HACKER Q&A
📣 trail477

How to properly train for job interviews?


I am growing beyond frustrating with my job search the past 2 years. A StartUp I worked for ran out of money, so I applied at around 55 companies over the span of 2 months.

I got interviewed by around 12 of them. What I found frustrating is:

I did 4 coding challenges in one week. Companies who would have paid me less than the job I got rejected my challenges, whereas the company I landed the job, accepted it. So no real signal on to how I "can" perform?

Now I got contacted by a few recruiters for interesting companies, and I just wanted to test the waters and went through some coding challenges. 2 companies rejected my technical interview, and I am at a loss. I submitted a coding challenges, didn't think they would invite me to the next step, but they did. I talked about the challenge, what I would change to improve it etc. Was really feeling good afterwards. Now I got a rejection E-Mail saying that they saw some "gaps" in my answers.

I literally have no clue. Like, this is my day job. My current company is very happy with me. And yet, another company thinks I am not good enough and sees some "gaps" in my technical ability?

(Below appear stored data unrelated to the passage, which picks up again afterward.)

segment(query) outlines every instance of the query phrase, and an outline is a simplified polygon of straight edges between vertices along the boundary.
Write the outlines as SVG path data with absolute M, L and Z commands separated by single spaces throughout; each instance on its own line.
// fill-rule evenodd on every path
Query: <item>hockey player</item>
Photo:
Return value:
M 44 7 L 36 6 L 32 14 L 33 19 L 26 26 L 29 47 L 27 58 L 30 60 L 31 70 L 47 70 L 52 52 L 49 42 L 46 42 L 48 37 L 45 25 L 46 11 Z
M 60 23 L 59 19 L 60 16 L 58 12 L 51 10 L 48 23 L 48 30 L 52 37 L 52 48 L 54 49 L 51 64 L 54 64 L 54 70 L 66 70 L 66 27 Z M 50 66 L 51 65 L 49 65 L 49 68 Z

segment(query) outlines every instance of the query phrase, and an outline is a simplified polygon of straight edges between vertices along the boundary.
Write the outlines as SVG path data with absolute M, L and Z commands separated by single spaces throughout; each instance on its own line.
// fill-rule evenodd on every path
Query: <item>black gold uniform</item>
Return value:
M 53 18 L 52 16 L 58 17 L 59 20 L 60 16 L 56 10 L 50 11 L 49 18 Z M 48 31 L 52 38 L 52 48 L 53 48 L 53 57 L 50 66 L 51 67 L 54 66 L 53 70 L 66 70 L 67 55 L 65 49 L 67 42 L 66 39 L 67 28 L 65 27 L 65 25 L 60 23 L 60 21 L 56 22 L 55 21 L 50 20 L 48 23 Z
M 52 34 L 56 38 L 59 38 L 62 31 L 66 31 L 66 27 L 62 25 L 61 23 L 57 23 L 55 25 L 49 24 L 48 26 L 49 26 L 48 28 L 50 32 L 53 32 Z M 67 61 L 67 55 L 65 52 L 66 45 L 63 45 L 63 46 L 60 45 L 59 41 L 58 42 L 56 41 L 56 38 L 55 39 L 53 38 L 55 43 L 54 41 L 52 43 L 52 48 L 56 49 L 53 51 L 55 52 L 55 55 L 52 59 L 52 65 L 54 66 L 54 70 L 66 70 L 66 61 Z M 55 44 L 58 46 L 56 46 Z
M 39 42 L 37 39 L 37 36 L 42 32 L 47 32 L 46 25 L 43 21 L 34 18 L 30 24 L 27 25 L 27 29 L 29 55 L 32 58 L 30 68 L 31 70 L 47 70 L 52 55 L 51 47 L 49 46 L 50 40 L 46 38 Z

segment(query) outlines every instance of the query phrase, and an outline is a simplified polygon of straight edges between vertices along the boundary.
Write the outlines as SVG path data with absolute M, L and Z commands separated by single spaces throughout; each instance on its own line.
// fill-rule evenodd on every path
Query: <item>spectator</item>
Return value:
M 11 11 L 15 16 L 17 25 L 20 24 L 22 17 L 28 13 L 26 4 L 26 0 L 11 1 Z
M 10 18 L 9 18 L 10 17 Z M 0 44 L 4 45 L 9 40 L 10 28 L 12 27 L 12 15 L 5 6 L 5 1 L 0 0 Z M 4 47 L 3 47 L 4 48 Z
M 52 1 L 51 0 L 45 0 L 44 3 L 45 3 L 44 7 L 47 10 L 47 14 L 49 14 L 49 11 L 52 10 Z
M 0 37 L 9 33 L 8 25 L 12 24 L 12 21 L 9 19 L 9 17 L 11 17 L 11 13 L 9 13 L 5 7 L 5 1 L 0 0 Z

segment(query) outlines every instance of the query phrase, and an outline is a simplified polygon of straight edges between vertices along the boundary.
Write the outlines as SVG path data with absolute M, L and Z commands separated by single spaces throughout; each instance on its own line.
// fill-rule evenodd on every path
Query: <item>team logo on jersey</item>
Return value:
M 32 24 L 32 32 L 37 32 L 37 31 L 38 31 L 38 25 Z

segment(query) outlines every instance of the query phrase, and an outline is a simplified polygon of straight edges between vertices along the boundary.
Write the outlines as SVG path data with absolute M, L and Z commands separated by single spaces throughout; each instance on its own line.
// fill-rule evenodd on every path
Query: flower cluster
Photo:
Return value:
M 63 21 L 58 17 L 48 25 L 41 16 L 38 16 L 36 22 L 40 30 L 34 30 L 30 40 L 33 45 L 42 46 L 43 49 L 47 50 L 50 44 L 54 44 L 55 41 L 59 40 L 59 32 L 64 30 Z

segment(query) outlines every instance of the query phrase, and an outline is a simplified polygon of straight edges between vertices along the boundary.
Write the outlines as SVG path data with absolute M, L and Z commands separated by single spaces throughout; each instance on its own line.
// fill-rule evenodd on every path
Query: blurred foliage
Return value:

I am an engineer, I love critical feedback so I can improve. But the whole interview process around judging once skills seems so arbitrary, that's really hard to tell if I am on a good track or not!

Any advice?


  👤 ssss11 Accepted Answer ✓
It’s subjective. The interviewer(s) opinion is what matters. Not your skills or even the questions. Just what their perception of your responses was, and whether they individually like that or not.

That’s why interviews are so frustrating, there is no “one right way”.

My only tip is try to find the next job while still employed because that circus show can be very stressful if you don’t have a job.